The Ultimate Fighter: Faber vs. Cruz was included in the Fox deal and saw major success with the new addition of live fights. Along with the new format, Jon Anik made his debut with T.U.F Live bringing with him a lot of sports analyst experience to the UFC after working for ESPN. But of course nothing ever goes as planned and Dominick Cruz’s ACL injury removed one half of the intended coach’s matchup which resulted in Renan Barao stepping up to replace Cruz and defeat Urijah Faber in the main event of UFC 149. Overall T.U.F season 15 was successful as far as MMA competition is concerned showing a variety of KO’s, submissions and decision victories, but for next season the decision has been made to move away from the Live format in favour of the more traditional pre-taped show.

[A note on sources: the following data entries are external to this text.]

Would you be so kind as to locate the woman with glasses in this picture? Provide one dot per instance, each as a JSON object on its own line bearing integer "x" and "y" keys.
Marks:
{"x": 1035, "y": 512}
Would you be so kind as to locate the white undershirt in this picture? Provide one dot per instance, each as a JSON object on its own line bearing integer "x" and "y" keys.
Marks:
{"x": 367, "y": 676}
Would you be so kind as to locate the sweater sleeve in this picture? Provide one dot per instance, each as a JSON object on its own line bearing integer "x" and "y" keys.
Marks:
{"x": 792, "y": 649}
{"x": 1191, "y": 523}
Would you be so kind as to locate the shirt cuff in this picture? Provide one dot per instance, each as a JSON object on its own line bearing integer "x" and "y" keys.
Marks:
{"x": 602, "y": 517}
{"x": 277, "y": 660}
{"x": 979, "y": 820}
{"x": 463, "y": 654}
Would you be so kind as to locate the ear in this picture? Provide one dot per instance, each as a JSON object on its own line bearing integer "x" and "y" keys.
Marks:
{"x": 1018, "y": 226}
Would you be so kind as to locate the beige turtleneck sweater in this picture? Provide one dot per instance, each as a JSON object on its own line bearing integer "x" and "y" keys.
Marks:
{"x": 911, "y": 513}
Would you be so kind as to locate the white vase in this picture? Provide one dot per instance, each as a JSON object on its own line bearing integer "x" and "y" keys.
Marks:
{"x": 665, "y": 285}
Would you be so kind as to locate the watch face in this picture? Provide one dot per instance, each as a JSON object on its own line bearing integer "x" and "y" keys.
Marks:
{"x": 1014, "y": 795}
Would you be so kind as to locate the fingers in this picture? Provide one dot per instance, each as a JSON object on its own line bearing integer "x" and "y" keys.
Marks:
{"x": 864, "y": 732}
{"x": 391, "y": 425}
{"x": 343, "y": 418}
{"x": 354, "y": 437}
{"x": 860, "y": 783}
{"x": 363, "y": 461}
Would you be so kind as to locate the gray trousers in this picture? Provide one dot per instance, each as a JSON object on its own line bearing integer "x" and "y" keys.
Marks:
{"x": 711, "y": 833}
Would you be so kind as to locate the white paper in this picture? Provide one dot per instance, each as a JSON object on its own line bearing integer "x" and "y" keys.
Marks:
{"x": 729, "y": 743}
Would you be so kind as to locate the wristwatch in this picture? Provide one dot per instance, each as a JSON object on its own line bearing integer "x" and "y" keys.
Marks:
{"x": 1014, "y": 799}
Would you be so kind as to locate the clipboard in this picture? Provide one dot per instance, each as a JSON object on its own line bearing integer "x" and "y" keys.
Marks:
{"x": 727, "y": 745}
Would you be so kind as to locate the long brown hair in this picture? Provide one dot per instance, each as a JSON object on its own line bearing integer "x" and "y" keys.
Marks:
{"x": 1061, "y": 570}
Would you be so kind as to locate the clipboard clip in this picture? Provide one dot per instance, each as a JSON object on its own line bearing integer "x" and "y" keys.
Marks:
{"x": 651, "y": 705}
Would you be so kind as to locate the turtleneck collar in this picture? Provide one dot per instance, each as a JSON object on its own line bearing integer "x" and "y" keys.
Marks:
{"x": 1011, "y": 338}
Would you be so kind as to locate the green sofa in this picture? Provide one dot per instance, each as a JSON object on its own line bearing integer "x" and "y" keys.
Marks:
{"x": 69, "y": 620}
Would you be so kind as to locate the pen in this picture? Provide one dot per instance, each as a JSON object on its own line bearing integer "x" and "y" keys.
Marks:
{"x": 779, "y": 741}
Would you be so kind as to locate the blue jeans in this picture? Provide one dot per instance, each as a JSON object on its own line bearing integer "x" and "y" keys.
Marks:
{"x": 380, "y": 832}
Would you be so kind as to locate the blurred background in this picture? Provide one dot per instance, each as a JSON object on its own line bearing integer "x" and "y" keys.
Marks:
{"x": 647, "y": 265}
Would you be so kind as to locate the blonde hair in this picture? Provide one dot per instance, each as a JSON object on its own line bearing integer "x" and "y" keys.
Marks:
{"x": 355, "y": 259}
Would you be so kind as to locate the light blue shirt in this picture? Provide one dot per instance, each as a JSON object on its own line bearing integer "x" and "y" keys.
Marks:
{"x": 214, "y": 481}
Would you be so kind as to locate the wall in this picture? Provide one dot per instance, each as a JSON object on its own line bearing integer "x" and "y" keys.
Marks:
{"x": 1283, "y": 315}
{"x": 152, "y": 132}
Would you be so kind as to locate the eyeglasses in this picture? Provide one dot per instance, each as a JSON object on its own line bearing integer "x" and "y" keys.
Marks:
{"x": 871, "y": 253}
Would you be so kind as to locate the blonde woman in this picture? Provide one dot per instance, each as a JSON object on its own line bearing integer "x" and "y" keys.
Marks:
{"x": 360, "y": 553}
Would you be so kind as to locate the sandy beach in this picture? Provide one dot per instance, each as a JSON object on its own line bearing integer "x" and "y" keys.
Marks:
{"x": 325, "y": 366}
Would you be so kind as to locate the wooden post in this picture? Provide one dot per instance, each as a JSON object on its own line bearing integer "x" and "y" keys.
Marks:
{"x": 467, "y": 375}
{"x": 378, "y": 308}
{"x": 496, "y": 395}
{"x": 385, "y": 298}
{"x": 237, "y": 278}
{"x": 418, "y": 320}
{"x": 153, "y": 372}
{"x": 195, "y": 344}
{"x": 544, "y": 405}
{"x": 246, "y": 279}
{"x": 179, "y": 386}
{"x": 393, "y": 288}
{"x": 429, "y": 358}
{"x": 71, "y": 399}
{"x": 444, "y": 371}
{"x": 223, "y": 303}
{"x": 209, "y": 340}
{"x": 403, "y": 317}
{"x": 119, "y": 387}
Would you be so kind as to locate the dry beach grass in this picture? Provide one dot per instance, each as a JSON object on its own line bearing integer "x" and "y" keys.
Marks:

To date the UFC has aired 12 main cards on Fox Stations which includes the T.U.F season 15 finale. As a fan I have barely noticed the transition from Spike aside from the addition of Anik. The goal for Fox was to better reach the key male demographic of 18-35 year olds and I sincerely believe that has been done. The UFC obviously wanted to increase their bankroll and the new Fox contract accomplished that. Additionally, the UFC wanted to grow their audience and educate fans on the sport of MMA. 29 finishes and 24 decisions have surely educated fans while also keeping the casual fan seeking only knockouts happy. There is no doubt that more people watch Fox than Spike so the UFC will be enjoying a major increase in viewership over the next 7 years.
The UFC has never put on as many fights per year as they are right now though. Between the Ultimate Fighter, PPV’s and Fox Stations the UFC is airing fight cards roughly every one to two weeks per year. This goes back to what the very experienced Dave Meltzer said about overexposure and how it can ruin a sport. True fans will be there watching every event but some people just want the big names like GSP or Jon Jones so it’s possible the UFC and Fox could experience low ratings but it will only be for the free events that don’t have the star power. The most important part of this deal is the increase in viewership and how much influence that will have on the next generation of athletes. The best way to grow your sport is by offering athletes that no other sport has so let’s all cross our fingers the next Anderson Silva is watching Fox.